Australian experts have lauded the move by the Chinese government to begin the process of easing the laws for foreign investment into China, after a meeting of the Central Leading Group of Deepening Overall Reform took place on Tuesday.
Ministry of Commerce figures outline that during the first four months of the year, foreign capital utilized in China was 41.6 billion U.S. dollars, with that number constituting a tiny dip of 0.1 percent over the corresponding period.
The key party meeting presided over by Xi Jinping, general secretary of the CPC Central Committee, revised the Catalog for the Guidance of Foreign Investment Industries, in order to ensure that more opportunities were created for overseas investment to make its way into China.
This is a very positive move towards improving many vital sectors in China’s economy, according to James Laurenceson, deputy director of the Australia-China Relations Institute at the University of Technology Sydney, who said on Thursday that this move will grant access to huge swathes of the Chinese economy, previously inaccessible to foreigners.

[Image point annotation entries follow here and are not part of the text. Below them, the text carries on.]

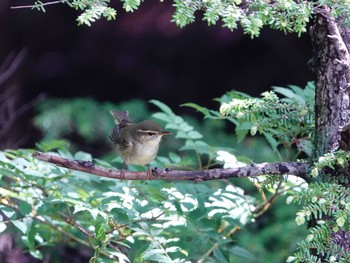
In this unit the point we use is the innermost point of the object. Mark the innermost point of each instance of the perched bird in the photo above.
(136, 143)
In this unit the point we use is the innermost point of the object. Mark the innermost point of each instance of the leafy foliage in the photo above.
(285, 121)
(328, 206)
(285, 15)
(125, 221)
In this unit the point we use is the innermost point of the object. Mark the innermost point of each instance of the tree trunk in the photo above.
(331, 65)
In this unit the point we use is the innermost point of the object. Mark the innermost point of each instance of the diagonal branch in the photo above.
(299, 169)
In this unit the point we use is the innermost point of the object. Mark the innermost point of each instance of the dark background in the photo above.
(141, 55)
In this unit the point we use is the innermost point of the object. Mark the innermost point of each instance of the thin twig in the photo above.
(42, 4)
(299, 169)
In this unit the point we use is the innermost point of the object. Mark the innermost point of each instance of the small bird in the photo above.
(136, 143)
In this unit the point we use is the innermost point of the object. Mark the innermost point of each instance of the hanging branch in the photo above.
(299, 169)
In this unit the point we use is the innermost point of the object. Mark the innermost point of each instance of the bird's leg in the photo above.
(122, 172)
(149, 173)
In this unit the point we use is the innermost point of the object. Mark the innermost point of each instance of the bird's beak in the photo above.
(165, 133)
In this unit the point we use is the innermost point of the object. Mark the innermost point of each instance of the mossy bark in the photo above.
(331, 65)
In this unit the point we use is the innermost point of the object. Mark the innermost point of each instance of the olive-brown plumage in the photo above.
(136, 143)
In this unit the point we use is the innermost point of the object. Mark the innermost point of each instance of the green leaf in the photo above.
(163, 117)
(156, 254)
(36, 254)
(219, 256)
(2, 227)
(273, 143)
(22, 224)
(24, 208)
(165, 108)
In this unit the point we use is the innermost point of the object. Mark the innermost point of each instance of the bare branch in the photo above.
(299, 169)
(41, 4)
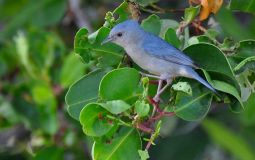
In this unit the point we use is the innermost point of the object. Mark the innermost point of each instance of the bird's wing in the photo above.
(159, 48)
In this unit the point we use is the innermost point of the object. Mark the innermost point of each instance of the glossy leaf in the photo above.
(247, 115)
(152, 24)
(209, 6)
(121, 84)
(145, 2)
(144, 154)
(199, 39)
(242, 54)
(212, 34)
(124, 146)
(93, 119)
(141, 108)
(236, 105)
(195, 107)
(245, 85)
(190, 13)
(127, 11)
(183, 87)
(115, 107)
(211, 59)
(245, 6)
(171, 37)
(84, 91)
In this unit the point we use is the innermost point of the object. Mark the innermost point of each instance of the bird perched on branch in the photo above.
(154, 54)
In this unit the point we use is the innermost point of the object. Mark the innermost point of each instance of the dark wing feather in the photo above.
(159, 48)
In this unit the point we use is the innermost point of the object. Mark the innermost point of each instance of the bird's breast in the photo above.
(150, 63)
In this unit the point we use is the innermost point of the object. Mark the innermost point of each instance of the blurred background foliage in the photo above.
(37, 65)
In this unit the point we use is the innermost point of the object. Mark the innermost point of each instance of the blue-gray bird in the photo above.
(154, 54)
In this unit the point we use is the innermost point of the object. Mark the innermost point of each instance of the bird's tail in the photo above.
(201, 80)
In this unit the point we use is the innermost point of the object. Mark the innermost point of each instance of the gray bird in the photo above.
(154, 54)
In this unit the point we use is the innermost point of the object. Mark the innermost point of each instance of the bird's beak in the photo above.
(109, 39)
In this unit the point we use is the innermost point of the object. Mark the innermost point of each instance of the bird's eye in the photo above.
(119, 34)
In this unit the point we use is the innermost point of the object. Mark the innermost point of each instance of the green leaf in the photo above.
(84, 91)
(141, 108)
(167, 23)
(47, 106)
(245, 85)
(152, 24)
(124, 146)
(225, 87)
(115, 107)
(127, 11)
(247, 115)
(107, 136)
(51, 153)
(245, 6)
(212, 33)
(171, 37)
(183, 87)
(93, 119)
(199, 39)
(228, 140)
(236, 105)
(191, 13)
(229, 45)
(86, 47)
(144, 2)
(245, 50)
(121, 84)
(71, 70)
(195, 107)
(143, 154)
(211, 59)
(39, 13)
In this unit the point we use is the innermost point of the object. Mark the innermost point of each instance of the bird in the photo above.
(155, 55)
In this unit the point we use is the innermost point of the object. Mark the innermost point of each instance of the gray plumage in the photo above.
(154, 54)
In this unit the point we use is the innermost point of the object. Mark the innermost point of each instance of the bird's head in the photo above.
(123, 32)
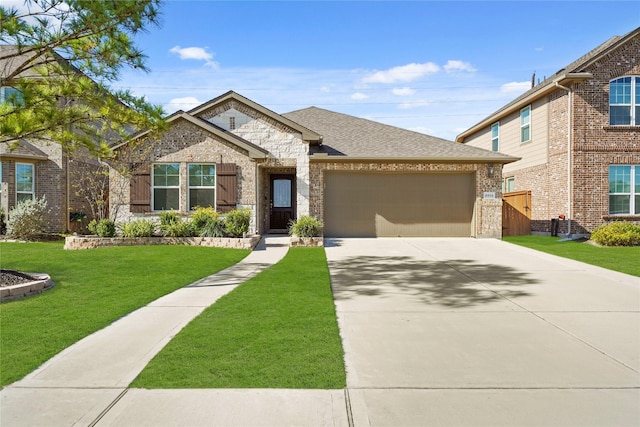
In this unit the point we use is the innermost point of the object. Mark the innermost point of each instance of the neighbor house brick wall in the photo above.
(488, 212)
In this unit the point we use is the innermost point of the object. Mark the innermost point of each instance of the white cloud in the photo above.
(186, 103)
(403, 73)
(403, 91)
(453, 66)
(414, 104)
(359, 96)
(515, 87)
(196, 53)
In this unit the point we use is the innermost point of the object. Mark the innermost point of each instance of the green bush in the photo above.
(202, 216)
(178, 229)
(168, 218)
(139, 228)
(305, 226)
(237, 221)
(213, 228)
(103, 228)
(27, 218)
(618, 233)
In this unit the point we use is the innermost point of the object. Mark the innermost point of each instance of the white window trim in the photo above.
(33, 181)
(632, 106)
(496, 138)
(528, 124)
(153, 185)
(189, 186)
(631, 194)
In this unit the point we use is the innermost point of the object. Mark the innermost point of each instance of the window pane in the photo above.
(24, 178)
(24, 196)
(619, 204)
(201, 197)
(619, 115)
(619, 179)
(620, 91)
(166, 199)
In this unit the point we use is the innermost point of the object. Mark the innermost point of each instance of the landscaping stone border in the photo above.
(306, 241)
(92, 242)
(44, 282)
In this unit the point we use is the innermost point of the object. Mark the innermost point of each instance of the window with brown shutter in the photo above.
(226, 180)
(140, 192)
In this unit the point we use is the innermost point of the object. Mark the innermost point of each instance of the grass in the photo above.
(277, 330)
(625, 259)
(93, 288)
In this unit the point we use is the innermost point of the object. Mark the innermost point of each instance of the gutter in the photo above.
(569, 157)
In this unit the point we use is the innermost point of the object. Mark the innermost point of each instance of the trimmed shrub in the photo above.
(618, 233)
(168, 218)
(178, 229)
(213, 228)
(202, 216)
(237, 221)
(27, 218)
(306, 226)
(139, 228)
(103, 228)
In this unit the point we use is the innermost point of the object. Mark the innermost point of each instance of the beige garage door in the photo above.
(392, 205)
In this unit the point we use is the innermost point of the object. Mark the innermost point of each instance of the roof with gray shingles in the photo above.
(349, 136)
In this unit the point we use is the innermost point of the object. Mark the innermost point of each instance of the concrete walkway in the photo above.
(80, 384)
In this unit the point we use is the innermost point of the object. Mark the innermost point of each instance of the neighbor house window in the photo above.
(509, 184)
(202, 186)
(25, 182)
(624, 101)
(525, 124)
(624, 190)
(495, 133)
(166, 186)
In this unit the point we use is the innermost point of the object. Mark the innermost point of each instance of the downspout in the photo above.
(569, 157)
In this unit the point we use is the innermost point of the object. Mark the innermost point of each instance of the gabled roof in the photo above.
(307, 134)
(353, 138)
(255, 152)
(576, 71)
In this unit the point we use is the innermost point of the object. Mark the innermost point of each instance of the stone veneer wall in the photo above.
(488, 212)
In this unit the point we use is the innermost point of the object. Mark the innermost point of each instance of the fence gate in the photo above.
(516, 213)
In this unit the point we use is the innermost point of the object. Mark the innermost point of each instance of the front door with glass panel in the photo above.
(283, 202)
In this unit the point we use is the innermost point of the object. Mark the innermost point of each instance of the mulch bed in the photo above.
(12, 277)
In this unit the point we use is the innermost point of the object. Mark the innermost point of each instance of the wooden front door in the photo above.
(283, 202)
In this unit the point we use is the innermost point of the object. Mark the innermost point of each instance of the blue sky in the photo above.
(434, 67)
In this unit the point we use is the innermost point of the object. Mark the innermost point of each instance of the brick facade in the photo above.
(579, 142)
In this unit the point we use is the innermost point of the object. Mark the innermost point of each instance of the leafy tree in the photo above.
(61, 56)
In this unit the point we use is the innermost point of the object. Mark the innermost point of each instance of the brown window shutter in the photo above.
(140, 192)
(226, 187)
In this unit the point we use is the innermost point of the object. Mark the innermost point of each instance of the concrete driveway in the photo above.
(482, 332)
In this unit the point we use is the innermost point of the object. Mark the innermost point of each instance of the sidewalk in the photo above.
(83, 384)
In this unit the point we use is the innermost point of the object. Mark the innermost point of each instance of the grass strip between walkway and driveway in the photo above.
(620, 258)
(277, 330)
(93, 288)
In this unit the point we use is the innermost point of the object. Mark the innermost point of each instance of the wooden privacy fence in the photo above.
(516, 213)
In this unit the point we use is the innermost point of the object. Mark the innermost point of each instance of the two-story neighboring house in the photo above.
(578, 136)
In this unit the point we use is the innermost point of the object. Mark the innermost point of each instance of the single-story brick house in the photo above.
(362, 178)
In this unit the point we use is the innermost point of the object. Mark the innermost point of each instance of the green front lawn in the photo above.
(625, 259)
(93, 288)
(277, 330)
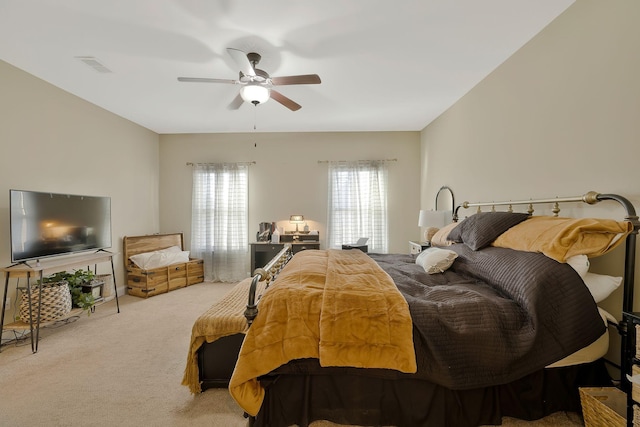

“Greatly reducing the number of sectors in which foreigners are barred from participating would be viewed extremely positively by foreign investors,” Laurenceson said.
Dr Alice de Jonge, senior lecturer in Business Law and Taxation at Monash University agreed, and said that this move is part of a process to open and expand China, in a number of key sectors.
“It will open up the opportunities for foreign investors in the services industry sectors, like banking, financials and education,” de Jonge said.
“It will be a great thing for global economies, like Australia.”
The field of education is one area in which these reforms will be crucial, according to Professor Jiang Fuming, head of the School of Management at Curtin University, who explained that the impact of increased foreign investment in that particular sector will be immense.
“It will have a huge impact on people and organisations to become more innovative, efficient, and effective,” Jiang said.
Jiang said that the leadership decision was pivotal, as it also indicated a strong message that will reverberate at all levels of the Chinese economy.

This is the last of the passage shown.